Bir Cumhurbaşkanı eğer bu niteliklerinden birini kaybeder, özellikle siyasetin içinde olmayı sürdürür, özellikle de bir siyasal parti kimliğini taşıma konusunda ısrarlı olursa, TCY’nın özel maddesinden yararlanamaz; siyasi kimliğini sürdürdüğü sürece siyaseten ağır eleştirilere tahammül etmek zorunda kalır.

Savcı ve yargıçların da ona göre davranması gerekir.

Hiç kuşkusuz yalnız Cumhurbaşkanı, Başbakan, bakanlar ya da milletvekillerine değil, hiç kimseye hakaret edilemez.

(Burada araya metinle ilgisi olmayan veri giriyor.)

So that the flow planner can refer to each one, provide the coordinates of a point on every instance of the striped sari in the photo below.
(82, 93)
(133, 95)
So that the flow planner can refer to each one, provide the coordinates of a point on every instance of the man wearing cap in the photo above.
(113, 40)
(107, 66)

Ancak birer hukuk adamı olan savcı ve yargıçların siyasetçilere yöneltilen ve Avrupa İnsan Hakları Mahkemesi’nce (AİHM) tanımlanan “şok edici” ağır eleştiriler ile hakareti özenle ve duyarlılıkla ayırmaları; hele hele yaranmak amacıyla keyfi tutuklamalardan vazgeçmeleri gerekir.

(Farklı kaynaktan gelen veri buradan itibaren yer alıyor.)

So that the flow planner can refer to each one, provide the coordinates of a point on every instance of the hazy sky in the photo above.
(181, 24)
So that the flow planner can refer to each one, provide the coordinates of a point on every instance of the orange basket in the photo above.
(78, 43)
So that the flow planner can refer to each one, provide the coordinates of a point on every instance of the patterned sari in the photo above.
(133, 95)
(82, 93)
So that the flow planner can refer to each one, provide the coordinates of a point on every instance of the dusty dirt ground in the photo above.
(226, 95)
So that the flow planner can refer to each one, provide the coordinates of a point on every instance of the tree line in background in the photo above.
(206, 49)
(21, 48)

Katalog suçlara dahil ederek her Cumhurbaşkanı’na hakaret iddiasında tutuklama kararı verilmesi de, hem “Cumhurbaşkanı’na hakaret” katalog suçlara girmediğinden hem de Cumhurbaşkanı’nı tarafsız olmadığından olanaklı değildir.

Avukat Turgut Kazan’a göre de, yasalara ve AİHM kararlarına göre bir hakaret suçundan tutuklama gerçekleşmemesi gerekmektedir. Kazan, Birgün gazetesinden Onur Erdem’e verdiği demeçte, “AİHM Türkiye’yi ısrarla hakaret suçuna hapis cezası yaptırımını kaldırmaya çağırmaktadır. Bu durumda hapis cezasını kaldırmayıp bir de tutuklamak kabul edilemeyecek, demokrasi ile bağdaştırılamayacak büyük bir ayıptır. Bu çağdışı ve ilkel yaklaşım terk edilmeli, Türkiye bu ayıptan kurtulmalıdır” demiştir. (18.02.2015)

YARGITAY'IN GÖRÜŞÜ

Bitirmeden bir Yargıtay Ceza Genel Kurulu (YCGK) kararını anımsatmak gerekir. YCGK, 27.10.2009 günlü, E.2009/9-190, K.2009/253 sayılı kararında, “Genel hakaret ve sövme suçlarında olduğu gibi, Cumhurbaşkanına hakaret ve sövme suçunun oluşması için de; onun sosyal değeri konusunda kendisinin veya toplumun sahip olduğu düşünce ve duyguları sarsıcı fiil veya sıfatlar isnat veya izafe edilmelidir. Ne tür hareketlerin şeref ve itibarı ihlal edici olduğu, toplumda hâkim olan ortalama düşünüş ve anlayışa göre belirlenmelidir, bunu tayinde ölçü bireyin özel duyarlılığı değildir, bu itibarla basit bir saygısızlık hakaret ve sövme olarak nitelendirilemez.” (Erman S., Hakaret ve Sövme Suçları, s. 80 vd.) denilmektedir.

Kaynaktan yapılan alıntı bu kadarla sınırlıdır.